On August 23 the campaign to free the Santa Marta and ADES water defenders celebrated a small victory as the judge of the lower court of Sensuntepeque ordered house arrest for the 5 community leaders who had been languishing in jail since January 11, under the horrific conditions of the Salvadoran penitentiary system.
The Water Defenders have been charged with a crime that allegedly occurred in 1989, in the context of the Salvadorean civil war. However, legal experts have pointed out first that the attorney general´s lawyers have failed to provide evidence to warrant their detention, and second, that the National Reconciliation Law of 1992 gave amnesty to FMLN combatants in order to guarantee their transition into civil life. Last June, the legal defense team presented the first application to have the case annulled based on the 1992 National Reconciliation Law, but the application was dismissed on technical grounds.

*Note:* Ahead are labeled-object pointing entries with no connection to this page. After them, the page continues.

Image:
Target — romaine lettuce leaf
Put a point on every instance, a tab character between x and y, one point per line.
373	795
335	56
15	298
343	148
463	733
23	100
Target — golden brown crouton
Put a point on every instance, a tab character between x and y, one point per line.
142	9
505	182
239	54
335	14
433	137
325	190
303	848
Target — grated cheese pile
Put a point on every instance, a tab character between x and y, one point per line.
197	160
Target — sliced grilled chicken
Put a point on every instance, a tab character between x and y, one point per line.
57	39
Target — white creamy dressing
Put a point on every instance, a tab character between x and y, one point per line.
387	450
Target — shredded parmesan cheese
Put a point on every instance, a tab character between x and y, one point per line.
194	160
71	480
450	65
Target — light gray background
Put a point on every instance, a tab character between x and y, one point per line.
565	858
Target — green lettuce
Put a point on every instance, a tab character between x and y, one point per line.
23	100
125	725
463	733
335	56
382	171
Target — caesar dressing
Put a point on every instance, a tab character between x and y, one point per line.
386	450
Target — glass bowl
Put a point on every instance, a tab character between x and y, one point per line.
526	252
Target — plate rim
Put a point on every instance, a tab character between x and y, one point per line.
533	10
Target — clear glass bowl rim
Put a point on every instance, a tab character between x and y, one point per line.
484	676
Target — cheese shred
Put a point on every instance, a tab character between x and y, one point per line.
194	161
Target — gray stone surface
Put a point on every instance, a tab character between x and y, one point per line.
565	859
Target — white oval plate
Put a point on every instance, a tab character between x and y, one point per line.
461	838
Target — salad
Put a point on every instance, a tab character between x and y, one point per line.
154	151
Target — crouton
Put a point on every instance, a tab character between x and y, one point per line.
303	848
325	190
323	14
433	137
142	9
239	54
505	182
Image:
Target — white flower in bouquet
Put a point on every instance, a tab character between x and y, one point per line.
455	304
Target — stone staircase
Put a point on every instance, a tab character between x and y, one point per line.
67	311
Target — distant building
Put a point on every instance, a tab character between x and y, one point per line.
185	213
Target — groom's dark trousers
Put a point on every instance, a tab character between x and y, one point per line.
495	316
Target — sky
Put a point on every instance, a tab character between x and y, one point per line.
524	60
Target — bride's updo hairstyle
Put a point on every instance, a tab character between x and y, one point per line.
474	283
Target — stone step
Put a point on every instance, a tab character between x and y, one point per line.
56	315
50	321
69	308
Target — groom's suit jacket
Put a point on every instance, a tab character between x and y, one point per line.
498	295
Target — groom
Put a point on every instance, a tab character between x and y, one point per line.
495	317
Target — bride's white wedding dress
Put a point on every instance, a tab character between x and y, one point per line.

If the second attempt to have the charges dropped fails, then the case will continue its normal course and possibly go to trial after a February 2, 2024, deadline granted to the Attorney General´s lawyers in order to conduct further investigations.
From the beginning, Salvadoran environmental organizations have argued that the detention of the Santa Marta and ADES water defenders had nothing to do with bringing justice to war victims, as the Salvadorean Attorney General claimed, but more as an act of intimidaton to demobilise organized communities of Cabañas. Since 2019, environmentalists have dennounced that the Salvadorean government is slowly taking steps to revert the 2017 mining ban.